4.2. Analysis of Reliability and Risks
A reliability and risk analysis based on epistemic uncertainty was performed on the model [
17,
18,
19,
20]. Uncertainty modelling was performed using Monte Carlo simulations to model the uncertainty of payment failure by randomly sampling 5000 data from the statistics of payment failure reasons to obtain a sample set of random payment failure reasons. Furthermore, the uncertainty was propagated through the model by introducing randomness into the model, such as using Gaussian noise or random initialization parameters in the LSTM layer or other layers. By introducing randomness or noise, the robustness and stability of the model under different payment failure reasons could be tested and thus the reliability of the model evaluated. The results of the risk analysis are shown in
Table 9.
Based on the given probability distribution and risk metrics, a risk index was calculated for each cause of non-payment. The risk index is derived by multiplying the probability by the risk metric and reflects the extent to which each cause contributes to the overall risk. The higher the risk index, the greater the contribution of that cause to the overall risk.
According to the model output results, the risk measure for each cause can be calculated, and then the corresponding decision strategy can be developed based on the risk measure, such as developing a different payment failure handling process or adjusting the payment security policy.
4.3. Discussion
This model can automatically process and analyse a large number of different types of payment data, reducing the effort and time required for manual processing; it can handle variable-length sequence inputs and is suitable for processing payment information text of varying lengths. Furthermore, because the LSTM model models the sequence and time dependence of the input sequence, it is robust to noise and variation in the input data, enabling faster and more accurate detection of payment problem areas.

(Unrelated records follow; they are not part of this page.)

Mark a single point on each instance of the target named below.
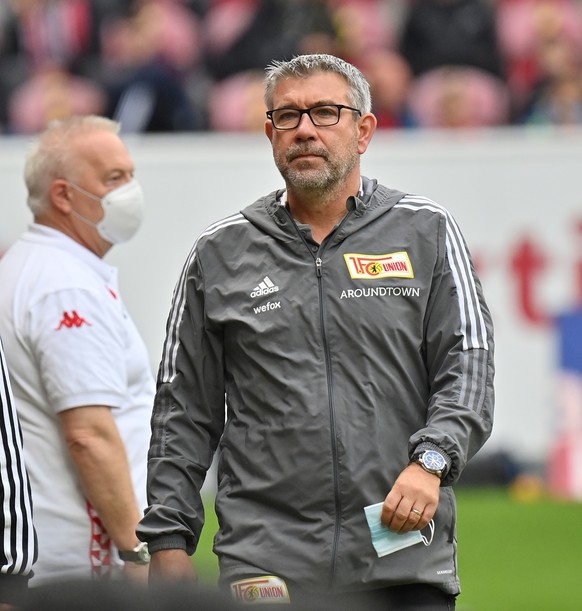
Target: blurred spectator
(236, 103)
(458, 97)
(556, 98)
(390, 77)
(362, 27)
(438, 33)
(183, 65)
(50, 93)
(38, 35)
(560, 103)
(246, 35)
(148, 56)
(526, 29)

However, the performance of the model is highly dependent on the quality of the data and the accuracy of the annotations. The accuracy of the model can be affected if there is noise or incorrect annotations in the training dataset, and the distribution of samples in the payment information detection task can be unbalanced, leading to a lower prediction accuracy for models with fewer samples and require certain strategies to deal with the data imbalance.
Privacy and security are very important considerations when processing payment information. Appropriate security measures must be taken to protect users’ payment information to avoid potential data leakage or misuse. Future research should continue to explore how to design more secure and reliable models to prevent data leakage and misuse, introduce more sophisticated LSTM variants or use other model structures to better capture the semantics and context of payment information, and further explore and develop data expansion techniques for payment information detection tasks to extend the training data and improve the robustness of the models.